Griffey had heard talk that McCutchen was scuffling, stuck in an 0-for-10 skid. As he settled in to watch the Pirates play the Los Angeles Dodgers, Griffey wondered how McCutchen would fare against pitcher Zack Greinke.
“I was like, ‘Let me see what's going on with McCutchen,' ” Griffey said. “And it was double, double, home run. I was like, ‘All right. That's enough for me.' ”
Griffey and McCutchen sat down Tuesday afternoon at Tropicana Field to chat for about a half-hour about the science of hitting. Their conversation will be part of a future episode of a show called “Big Sticks,” which airs on Fox Sports 1.
“He said he likes my swing,” McCutchen said, smiling. “That's good to hear coming from someone like him.”
Later, Griffey leaned against the railing in the Pirates dugout, watching McCutchen take batting practice. Griffey said the reigning National League MVP reminds him of a certain Hall of Famer.
“McCutchen is the modern-day Rickey Henderson,” Griffey said. “He's a complete hitter. He can hit for average. He can hit for power. What makes him really dangerous is he can run. If you pitch around him, he can steal second and third. He'll get on base and cause a whole lot of havoc.”
Griffey again mentioned that June 1 game against the Dodgers, when McCutchen delivered extra-base hits in his first three at-bats.
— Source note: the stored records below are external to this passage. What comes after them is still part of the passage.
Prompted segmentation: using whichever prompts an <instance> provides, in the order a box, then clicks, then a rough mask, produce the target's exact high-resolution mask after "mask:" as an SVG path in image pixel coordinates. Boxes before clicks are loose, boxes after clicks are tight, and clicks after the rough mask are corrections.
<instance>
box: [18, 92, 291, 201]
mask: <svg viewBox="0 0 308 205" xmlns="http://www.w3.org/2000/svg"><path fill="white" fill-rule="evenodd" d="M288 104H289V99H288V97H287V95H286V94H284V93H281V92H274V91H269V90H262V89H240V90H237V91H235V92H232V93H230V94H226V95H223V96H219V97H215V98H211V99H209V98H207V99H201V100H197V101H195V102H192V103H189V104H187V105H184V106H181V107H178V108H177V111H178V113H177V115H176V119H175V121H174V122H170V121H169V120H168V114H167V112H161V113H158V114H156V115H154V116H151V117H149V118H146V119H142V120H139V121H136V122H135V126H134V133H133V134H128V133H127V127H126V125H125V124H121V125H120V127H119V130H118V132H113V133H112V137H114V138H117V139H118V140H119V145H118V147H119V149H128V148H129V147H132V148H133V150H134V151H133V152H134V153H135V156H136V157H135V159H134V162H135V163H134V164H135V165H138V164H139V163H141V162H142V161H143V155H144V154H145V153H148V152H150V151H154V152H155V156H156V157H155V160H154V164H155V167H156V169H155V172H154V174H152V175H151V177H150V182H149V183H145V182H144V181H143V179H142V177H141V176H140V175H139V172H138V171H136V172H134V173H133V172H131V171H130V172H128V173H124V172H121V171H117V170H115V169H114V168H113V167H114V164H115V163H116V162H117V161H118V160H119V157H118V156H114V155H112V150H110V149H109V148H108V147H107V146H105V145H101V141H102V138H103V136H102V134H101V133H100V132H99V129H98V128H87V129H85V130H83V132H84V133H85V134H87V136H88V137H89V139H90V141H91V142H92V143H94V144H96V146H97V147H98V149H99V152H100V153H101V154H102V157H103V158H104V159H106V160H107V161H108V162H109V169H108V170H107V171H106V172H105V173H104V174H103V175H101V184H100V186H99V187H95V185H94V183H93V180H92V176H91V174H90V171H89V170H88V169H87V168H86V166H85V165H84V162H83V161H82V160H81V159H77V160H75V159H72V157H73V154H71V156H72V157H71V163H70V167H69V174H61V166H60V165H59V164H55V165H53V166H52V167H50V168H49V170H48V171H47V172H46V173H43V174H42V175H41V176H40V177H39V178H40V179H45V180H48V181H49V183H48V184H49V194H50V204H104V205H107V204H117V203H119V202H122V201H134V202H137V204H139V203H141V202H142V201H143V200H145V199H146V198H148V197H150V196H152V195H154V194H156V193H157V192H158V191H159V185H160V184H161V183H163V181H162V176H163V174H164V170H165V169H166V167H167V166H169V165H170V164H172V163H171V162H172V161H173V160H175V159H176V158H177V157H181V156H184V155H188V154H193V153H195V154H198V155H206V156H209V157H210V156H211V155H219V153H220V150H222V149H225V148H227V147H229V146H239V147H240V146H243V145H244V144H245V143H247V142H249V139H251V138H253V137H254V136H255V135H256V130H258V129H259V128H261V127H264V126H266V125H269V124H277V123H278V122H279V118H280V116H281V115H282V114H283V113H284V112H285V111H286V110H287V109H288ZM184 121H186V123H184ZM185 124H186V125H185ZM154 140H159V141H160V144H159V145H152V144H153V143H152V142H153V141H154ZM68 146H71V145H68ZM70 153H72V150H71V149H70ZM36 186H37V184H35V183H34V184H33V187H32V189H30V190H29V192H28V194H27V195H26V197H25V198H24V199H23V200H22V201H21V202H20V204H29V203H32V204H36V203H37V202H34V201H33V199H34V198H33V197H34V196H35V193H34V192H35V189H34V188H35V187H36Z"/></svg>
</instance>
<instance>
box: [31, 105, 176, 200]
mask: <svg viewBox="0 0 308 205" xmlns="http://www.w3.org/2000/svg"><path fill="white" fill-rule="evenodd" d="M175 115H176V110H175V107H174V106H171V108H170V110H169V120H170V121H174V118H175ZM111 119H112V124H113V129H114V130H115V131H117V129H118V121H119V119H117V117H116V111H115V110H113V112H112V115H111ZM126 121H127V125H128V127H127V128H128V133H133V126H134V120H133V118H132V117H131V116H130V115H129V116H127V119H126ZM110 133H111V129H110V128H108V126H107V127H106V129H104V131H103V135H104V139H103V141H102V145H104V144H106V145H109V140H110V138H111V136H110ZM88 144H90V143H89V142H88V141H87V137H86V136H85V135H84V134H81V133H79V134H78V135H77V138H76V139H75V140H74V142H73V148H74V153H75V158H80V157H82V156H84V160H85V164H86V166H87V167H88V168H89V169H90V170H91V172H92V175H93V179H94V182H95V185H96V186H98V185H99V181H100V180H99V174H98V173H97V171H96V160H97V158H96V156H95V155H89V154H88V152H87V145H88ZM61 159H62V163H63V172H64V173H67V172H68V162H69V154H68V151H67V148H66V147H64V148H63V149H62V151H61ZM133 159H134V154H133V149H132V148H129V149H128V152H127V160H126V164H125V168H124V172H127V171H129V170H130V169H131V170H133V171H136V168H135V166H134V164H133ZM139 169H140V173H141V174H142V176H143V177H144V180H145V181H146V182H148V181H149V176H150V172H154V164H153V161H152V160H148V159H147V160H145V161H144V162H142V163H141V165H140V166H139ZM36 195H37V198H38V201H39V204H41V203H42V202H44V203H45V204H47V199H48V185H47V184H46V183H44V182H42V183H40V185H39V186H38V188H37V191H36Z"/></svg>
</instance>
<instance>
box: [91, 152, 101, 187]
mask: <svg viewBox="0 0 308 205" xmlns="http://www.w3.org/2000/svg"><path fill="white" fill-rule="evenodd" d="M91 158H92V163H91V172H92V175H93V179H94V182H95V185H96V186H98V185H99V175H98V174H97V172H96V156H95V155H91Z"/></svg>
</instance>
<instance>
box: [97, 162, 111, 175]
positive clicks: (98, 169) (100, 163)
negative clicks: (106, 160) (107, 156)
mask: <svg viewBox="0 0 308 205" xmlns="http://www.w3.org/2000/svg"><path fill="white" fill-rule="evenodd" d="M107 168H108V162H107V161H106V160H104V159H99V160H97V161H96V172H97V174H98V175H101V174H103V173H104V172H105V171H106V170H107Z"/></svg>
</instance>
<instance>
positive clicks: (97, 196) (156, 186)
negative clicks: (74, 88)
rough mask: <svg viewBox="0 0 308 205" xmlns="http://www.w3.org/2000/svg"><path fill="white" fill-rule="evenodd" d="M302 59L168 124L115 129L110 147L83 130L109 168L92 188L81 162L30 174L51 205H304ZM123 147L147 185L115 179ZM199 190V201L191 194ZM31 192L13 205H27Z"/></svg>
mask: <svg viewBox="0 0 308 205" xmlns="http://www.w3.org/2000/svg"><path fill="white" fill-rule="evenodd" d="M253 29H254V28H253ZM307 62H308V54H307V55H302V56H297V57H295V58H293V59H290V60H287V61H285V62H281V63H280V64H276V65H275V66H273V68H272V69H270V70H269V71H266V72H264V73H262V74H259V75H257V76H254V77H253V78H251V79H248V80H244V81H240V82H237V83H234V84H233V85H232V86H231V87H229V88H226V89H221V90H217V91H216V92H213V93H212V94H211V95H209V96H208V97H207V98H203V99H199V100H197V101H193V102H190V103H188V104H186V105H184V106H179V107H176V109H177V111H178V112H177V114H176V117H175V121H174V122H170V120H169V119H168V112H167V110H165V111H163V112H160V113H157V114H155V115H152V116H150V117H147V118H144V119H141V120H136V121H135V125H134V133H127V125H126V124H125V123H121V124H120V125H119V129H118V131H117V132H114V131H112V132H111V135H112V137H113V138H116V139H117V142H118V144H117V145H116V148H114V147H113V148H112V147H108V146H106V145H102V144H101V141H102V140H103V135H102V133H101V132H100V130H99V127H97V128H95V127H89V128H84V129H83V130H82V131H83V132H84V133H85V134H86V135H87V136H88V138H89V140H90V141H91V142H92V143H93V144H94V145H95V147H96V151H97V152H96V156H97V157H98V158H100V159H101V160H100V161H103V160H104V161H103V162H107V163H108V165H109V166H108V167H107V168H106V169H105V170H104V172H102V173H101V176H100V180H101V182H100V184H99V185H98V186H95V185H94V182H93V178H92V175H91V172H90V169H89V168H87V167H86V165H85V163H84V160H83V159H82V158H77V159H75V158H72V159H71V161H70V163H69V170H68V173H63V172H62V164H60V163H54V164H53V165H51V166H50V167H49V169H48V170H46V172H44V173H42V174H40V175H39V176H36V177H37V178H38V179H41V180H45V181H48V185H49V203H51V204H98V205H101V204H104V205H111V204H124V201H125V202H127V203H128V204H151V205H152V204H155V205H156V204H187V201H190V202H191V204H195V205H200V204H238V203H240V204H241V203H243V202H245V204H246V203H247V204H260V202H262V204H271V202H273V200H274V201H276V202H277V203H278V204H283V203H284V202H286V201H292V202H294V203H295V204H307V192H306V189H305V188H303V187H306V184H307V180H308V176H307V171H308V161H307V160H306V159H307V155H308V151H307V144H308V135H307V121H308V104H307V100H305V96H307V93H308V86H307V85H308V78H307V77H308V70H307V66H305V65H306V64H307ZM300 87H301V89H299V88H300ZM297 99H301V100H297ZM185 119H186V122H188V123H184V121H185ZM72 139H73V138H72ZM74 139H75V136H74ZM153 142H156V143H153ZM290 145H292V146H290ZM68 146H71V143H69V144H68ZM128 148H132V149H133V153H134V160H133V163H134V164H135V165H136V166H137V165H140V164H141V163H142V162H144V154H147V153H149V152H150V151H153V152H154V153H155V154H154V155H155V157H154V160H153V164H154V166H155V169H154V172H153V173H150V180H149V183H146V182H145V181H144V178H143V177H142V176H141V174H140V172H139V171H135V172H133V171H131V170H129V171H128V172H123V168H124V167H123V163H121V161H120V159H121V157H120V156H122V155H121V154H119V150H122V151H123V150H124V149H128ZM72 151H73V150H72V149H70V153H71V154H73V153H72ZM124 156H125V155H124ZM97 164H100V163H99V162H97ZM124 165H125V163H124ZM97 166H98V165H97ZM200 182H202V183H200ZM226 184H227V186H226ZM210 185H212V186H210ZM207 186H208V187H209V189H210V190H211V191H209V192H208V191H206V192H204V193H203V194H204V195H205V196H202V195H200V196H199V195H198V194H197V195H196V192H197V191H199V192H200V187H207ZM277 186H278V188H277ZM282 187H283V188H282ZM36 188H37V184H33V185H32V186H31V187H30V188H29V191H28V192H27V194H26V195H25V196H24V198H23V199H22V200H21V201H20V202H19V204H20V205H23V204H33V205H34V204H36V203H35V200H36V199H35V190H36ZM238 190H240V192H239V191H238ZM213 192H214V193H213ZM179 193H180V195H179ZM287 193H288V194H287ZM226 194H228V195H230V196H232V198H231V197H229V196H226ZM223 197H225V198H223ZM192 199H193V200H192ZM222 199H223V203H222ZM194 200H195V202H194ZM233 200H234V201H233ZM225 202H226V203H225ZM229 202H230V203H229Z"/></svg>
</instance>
“It was one of those games when you just sit there and say, ‘He got it!' ” Griffey said.
Griffey knows a few things about hitting. A 13-time All-Star, Griffey has a lifetime .284 batting average and a .907 on-base plus slugging percentage. He got MVP votes in 10 seasons, winning the award in 1997.
“He was The Kid,” McCutchen said. “He was the young guy who could do it all. As a kid, growing up watching it, it was exciting for me to see. He was somebody I wanted to mold my game after.”
Griffey has studied McCutchen's progress over the past three years and has seen him mature as a hitter and as an outfielder.
“He's very smart,” Griffey said. “Look at how he positions himself. Guys with a lot of speed sometimes let their speed take over for mistakes they make with positioning. He doesn't. If he makes a sliding catch, it's because that guy wasn't supposed to hit the ball there. He positions himself a lot better in the last couple years, trying to save his legs so he can go to the plate and drive the ball.”
McCutchen's biggest improvement, Griffey said, is that he no longer allows occasional failures to get him down.
“If he gets himself out, he can bounce back. Somebody else is going to pay,” Griffey said. “You can see his confidence level from two years ago to now. It's totally different. When he struggled in 2011, you could see it. Now he's one of those players who says, ‘Oh, you got me out? All right. I'm going to file that until I see you the next time.' That's the difference.”
Could McCutchen win another MVP? Or two? Or more? Griffey did not hesitate.
“It wouldn't surprise me at all,” Griffey said.